They say the journey of a thousand miles begins with the first step... Then, when you keep looking up "first step" and healing quotes, you are flooded with search results saying that "the first step is always the hardest." That is complete and utter BS.
Take writing these journals, for example. This is not my first step in the healing process, not even the first time I have written in a journal. It isn't even the hardest thing I have done in my healing journey. I have made a lot of "first steps." Every time you try to find a new outlet to heal, it is a first step. And every first step does feel like starting a thousand mile journey.
What I find most important to remember in times like these is why I am making this specific journey. When I went to a new therapist back in college to try a new type of therapy called EMDR (Eye Movement Desensitization and Reprocessing) I had to remind myself why I was choosing to go through the constant agony of having to relive those nights. Starting with the first attack at 14.
I wasn't always able to talk about what happened to me. In fact, I hadn't told anyone about what happened to me in the fall of 2011 until the fall of 2015. That was the first thing my attacker took from me: my voice.
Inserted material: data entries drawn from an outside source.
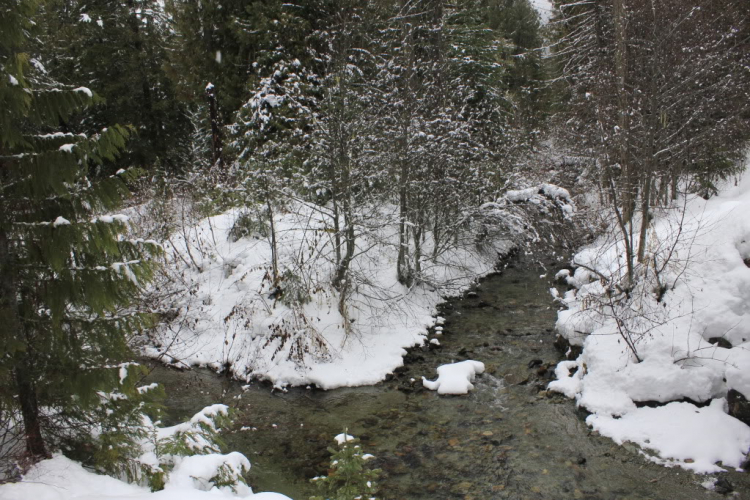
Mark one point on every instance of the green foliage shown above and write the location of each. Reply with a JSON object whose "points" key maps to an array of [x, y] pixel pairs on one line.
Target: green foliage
{"points": [[348, 477], [119, 50], [143, 452], [69, 274]]}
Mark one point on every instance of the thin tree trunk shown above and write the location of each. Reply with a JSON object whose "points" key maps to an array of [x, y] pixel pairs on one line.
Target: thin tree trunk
{"points": [[11, 321], [217, 144]]}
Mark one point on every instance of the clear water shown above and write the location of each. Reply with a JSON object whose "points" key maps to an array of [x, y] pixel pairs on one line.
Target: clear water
{"points": [[508, 438]]}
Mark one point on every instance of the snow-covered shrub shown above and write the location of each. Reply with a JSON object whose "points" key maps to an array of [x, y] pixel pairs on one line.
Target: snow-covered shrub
{"points": [[349, 477], [186, 454], [248, 224]]}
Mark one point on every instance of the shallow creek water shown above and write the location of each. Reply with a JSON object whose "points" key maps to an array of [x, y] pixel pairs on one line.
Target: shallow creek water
{"points": [[508, 438]]}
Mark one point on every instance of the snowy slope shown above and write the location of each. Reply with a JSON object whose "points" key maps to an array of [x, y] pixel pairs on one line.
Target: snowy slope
{"points": [[228, 317], [708, 297]]}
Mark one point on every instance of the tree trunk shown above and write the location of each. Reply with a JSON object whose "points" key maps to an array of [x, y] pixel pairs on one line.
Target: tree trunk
{"points": [[11, 321], [217, 145]]}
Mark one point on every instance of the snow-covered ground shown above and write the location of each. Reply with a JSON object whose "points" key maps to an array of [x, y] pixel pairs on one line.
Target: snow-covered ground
{"points": [[227, 316], [455, 378], [699, 256], [60, 478], [206, 475]]}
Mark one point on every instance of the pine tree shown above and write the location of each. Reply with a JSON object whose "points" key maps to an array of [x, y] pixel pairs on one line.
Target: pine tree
{"points": [[118, 49], [68, 273]]}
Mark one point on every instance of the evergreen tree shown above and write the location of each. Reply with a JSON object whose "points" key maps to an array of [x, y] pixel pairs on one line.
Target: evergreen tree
{"points": [[118, 49], [68, 274]]}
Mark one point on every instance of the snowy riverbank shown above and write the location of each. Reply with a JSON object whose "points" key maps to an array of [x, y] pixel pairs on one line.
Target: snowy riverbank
{"points": [[228, 315], [688, 321]]}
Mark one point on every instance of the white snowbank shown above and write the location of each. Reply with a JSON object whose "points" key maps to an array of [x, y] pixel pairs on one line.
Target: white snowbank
{"points": [[343, 438], [695, 438], [60, 478], [455, 378], [228, 316], [708, 296]]}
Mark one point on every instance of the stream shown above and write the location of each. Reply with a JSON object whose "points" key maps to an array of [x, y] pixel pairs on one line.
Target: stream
{"points": [[509, 438]]}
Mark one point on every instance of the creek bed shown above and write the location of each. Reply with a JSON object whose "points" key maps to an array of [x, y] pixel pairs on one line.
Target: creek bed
{"points": [[509, 438]]}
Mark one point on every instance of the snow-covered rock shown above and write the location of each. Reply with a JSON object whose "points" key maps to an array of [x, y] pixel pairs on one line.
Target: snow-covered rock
{"points": [[455, 378], [708, 296]]}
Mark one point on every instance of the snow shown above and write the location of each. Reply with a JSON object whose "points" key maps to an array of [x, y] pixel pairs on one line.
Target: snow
{"points": [[708, 296], [84, 90], [694, 438], [230, 317], [60, 221], [544, 8], [343, 438], [541, 193], [60, 478], [455, 378]]}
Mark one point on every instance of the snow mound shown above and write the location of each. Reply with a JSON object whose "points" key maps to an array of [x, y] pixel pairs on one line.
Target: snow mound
{"points": [[343, 438], [681, 434], [60, 478], [687, 340], [232, 316], [455, 378]]}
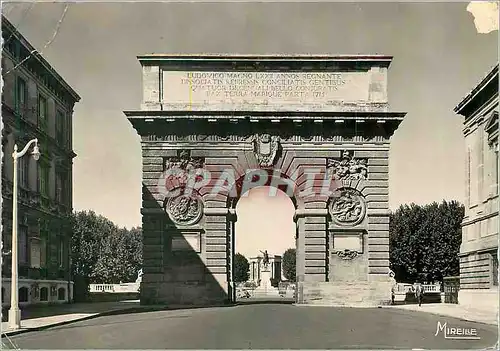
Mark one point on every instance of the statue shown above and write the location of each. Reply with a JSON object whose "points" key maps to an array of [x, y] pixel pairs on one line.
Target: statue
{"points": [[265, 260]]}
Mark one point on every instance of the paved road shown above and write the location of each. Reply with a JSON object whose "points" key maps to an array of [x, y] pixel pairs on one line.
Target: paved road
{"points": [[261, 326]]}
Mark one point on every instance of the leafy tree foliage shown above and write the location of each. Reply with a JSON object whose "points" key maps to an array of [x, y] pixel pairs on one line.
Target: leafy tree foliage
{"points": [[103, 253], [425, 241], [241, 268], [289, 264]]}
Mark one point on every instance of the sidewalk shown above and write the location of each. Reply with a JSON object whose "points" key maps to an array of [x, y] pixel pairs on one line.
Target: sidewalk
{"points": [[40, 317], [455, 311]]}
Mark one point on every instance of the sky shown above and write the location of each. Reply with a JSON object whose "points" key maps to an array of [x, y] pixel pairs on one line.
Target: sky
{"points": [[439, 56]]}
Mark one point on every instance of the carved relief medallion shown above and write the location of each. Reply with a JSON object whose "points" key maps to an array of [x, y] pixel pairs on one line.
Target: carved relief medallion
{"points": [[185, 209], [347, 207], [347, 167], [265, 149]]}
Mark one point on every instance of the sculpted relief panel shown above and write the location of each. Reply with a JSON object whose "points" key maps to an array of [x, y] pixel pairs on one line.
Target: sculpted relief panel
{"points": [[266, 149], [348, 167]]}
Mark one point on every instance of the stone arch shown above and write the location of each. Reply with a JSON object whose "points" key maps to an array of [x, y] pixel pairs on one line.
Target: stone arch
{"points": [[218, 133], [275, 179]]}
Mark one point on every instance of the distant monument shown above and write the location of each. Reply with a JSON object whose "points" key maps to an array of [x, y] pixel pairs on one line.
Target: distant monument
{"points": [[265, 260]]}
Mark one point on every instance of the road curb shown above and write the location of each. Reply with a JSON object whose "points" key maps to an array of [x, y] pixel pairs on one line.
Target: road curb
{"points": [[442, 315], [57, 324], [138, 309]]}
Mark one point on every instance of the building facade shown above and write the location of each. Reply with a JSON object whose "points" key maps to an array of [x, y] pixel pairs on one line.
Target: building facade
{"points": [[275, 120], [479, 248], [36, 103]]}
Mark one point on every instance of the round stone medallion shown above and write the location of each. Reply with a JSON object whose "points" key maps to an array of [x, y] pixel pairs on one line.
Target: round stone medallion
{"points": [[347, 207], [184, 209]]}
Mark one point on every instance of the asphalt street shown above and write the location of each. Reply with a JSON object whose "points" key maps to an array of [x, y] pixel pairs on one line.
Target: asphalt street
{"points": [[260, 326]]}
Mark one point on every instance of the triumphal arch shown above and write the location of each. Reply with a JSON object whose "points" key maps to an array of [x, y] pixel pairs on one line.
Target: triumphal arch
{"points": [[316, 127]]}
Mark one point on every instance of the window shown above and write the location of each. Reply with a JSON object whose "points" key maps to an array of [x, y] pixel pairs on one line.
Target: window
{"points": [[43, 179], [23, 294], [494, 263], [43, 248], [60, 253], [23, 171], [67, 130], [42, 112], [60, 127], [480, 166], [61, 294], [468, 177], [35, 253], [495, 173], [23, 244], [20, 96], [59, 187]]}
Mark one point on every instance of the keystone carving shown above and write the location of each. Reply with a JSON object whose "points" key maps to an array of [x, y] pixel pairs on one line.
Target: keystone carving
{"points": [[347, 168], [181, 166], [347, 254], [185, 209], [266, 149], [347, 207]]}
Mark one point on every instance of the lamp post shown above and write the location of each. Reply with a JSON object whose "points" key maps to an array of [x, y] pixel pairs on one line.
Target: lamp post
{"points": [[14, 311]]}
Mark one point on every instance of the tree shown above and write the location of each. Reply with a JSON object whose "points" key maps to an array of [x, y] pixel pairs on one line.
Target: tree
{"points": [[89, 232], [103, 253], [425, 241], [289, 264], [120, 257], [241, 268]]}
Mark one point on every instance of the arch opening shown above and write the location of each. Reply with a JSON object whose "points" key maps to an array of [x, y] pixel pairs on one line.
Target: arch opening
{"points": [[264, 237]]}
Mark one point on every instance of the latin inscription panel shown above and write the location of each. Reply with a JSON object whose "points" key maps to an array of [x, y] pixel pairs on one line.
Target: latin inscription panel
{"points": [[232, 89]]}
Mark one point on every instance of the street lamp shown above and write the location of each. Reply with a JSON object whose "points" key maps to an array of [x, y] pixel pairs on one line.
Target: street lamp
{"points": [[14, 311]]}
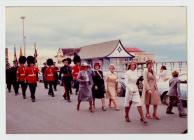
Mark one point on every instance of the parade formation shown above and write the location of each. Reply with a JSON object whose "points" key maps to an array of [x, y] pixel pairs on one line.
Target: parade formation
{"points": [[90, 84]]}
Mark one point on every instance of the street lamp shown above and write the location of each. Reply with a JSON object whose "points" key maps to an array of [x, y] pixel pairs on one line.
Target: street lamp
{"points": [[24, 43]]}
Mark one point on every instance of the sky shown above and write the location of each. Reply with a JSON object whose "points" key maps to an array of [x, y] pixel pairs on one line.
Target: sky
{"points": [[158, 30]]}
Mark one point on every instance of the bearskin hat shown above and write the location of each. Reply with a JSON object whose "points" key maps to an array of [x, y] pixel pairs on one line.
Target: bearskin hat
{"points": [[76, 58], [69, 60], [49, 62], [30, 60], [22, 60]]}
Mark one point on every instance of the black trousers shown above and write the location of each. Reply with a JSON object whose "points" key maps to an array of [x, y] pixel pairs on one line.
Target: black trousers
{"points": [[50, 83], [67, 86], [76, 85], [9, 86], [45, 83], [55, 85], [32, 88], [23, 87]]}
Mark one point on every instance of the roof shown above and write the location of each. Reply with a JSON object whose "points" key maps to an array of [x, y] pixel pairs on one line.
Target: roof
{"points": [[70, 51], [132, 49], [98, 50]]}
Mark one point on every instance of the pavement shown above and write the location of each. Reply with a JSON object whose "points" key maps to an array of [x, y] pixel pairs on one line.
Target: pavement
{"points": [[54, 115]]}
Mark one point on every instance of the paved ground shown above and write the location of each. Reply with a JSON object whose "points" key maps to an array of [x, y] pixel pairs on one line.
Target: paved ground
{"points": [[53, 115]]}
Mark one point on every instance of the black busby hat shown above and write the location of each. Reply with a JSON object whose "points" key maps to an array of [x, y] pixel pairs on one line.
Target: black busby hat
{"points": [[76, 58], [22, 60], [49, 62], [69, 60], [30, 60]]}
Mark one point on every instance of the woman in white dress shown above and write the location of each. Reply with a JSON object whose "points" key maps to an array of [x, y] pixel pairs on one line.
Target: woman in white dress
{"points": [[132, 93]]}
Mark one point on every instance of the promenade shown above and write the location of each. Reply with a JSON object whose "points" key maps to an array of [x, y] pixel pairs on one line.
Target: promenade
{"points": [[54, 115]]}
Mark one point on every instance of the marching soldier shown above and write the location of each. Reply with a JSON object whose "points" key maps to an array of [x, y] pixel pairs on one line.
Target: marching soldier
{"points": [[49, 76], [43, 70], [13, 77], [67, 78], [31, 76], [21, 77], [8, 77], [55, 76]]}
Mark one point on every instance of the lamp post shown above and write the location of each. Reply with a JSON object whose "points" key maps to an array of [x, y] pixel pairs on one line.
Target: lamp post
{"points": [[24, 43]]}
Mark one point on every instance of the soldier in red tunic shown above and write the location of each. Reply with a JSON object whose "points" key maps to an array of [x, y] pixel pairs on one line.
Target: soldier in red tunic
{"points": [[49, 76], [21, 76], [31, 76]]}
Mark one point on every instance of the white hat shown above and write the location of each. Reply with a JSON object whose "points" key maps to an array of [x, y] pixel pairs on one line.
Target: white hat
{"points": [[84, 64]]}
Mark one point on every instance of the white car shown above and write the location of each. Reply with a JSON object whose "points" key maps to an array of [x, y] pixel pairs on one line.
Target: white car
{"points": [[163, 87]]}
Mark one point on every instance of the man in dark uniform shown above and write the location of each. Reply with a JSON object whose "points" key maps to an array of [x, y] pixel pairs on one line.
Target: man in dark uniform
{"points": [[55, 76], [43, 70], [8, 77], [67, 78], [21, 75], [13, 77]]}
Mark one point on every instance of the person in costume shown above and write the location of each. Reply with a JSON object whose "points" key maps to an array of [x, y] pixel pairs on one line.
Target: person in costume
{"points": [[31, 76], [66, 79], [21, 76], [49, 76]]}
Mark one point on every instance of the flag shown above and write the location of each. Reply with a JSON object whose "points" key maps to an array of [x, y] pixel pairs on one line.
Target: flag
{"points": [[15, 56], [21, 52], [35, 53]]}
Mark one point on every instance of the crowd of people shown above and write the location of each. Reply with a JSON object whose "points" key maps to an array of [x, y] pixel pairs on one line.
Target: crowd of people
{"points": [[90, 84]]}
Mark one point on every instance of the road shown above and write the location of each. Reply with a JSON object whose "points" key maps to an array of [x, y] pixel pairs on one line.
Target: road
{"points": [[53, 115]]}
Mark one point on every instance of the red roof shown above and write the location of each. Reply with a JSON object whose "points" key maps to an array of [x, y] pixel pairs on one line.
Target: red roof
{"points": [[133, 49]]}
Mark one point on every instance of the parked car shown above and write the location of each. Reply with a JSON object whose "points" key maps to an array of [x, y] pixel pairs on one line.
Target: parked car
{"points": [[163, 88]]}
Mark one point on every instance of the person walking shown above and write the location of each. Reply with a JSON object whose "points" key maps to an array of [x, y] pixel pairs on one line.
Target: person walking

At first I was in shock after the event. Then I was too young to really understand what had actually happened to me. Then, the years of grooming took effect. My attacker had trained me, little by little, assault by assault, not to tell anyone what was happening in my parent's basement when they weren't looking. So I didn't. And then I couldn't. It was like I had fashioned my own gag order. Then when I finally told someone about what happened, I couldn't go through the events without falling apart. Every time I thought about what happened, the evening would end in tears, my head splitting, my heart breaking, my body out of my control, and my mind a dark prison. I wanted to escape. And this new therapist offered a solution. That is why I stayed with it.
you should know what EMDR is in order to understand why it was worth doing for
me. Here is the Wikipedia definition:
Eye movement desensitization and reprocessing (EMDR) is a form of psychotherapy developed by Francine Shapiro starting in 1988 in which the person being treated is asked to recall distressing images; the therapist then directs the patient in one type of bilateral stimulation, such as side-to-side eye movements or hand tapping.
EMDR is particularly useful for patients like me who have a mild to moderate case of PTSD. It takes the physical reaction out of the equation (mostly). I sat in her office for months talking about my best friend in middle and high school who did those things to me. I talked about every instance of abuse. The more we talked, the more memories we uncovered. The more we did the treatment, the easier it was to talk about it. I finally got my voice back. I finally had control of the memories that haunt me, even the memories that I couldn't remember in my conscious mind, but still torment me. I finally had control of my narrative.
About the same time I was going through EMDR, women all around the country were beginning to hold some very high profile men accountable for sexual assault and harassment; some had taken place decades before. I remember sitting in the parking lot of a Kroger three nights a week on the phone with my dad just to have a private place to cry and talk. I told him that I didn't want to be in my 50s still trying to convince the world that sexual assault and rape is harmful to a victim. I sobbed and felt crushed by a society that continued to make excuses for the predator. A society that was okay with "locker room talk" and "boys will be boys." I refuse.
I would never ask a survivor to do what I am doing. A complete dump of emotions, thoughts, and feelings on the internet. My hope is that you will read this and learn something. That you will become more empathetic. That this will open your eyes. Then I hope you share this. Share this with someone on their healing journey who doesn't want to feel alone. Share this with the family grieving a loved one's attack. Share this with the person who makes excuses for the predator. Share this with a predator. You might know one. I knew most of mine. Make the pain and heartbreak known. Stop treating sexual assault like it isn't a crime. Assault not a "mistake." It isn't a "good time" that went wrong. It isn't just in "her" head. It isn't something we should just accept as a part of life.
Sexual assault is one of the deepest violations a person can do to another person. It has the capacity to destroy lives. It has the capacity to end them. It has almost ended mine.
I look forward to writing again soon.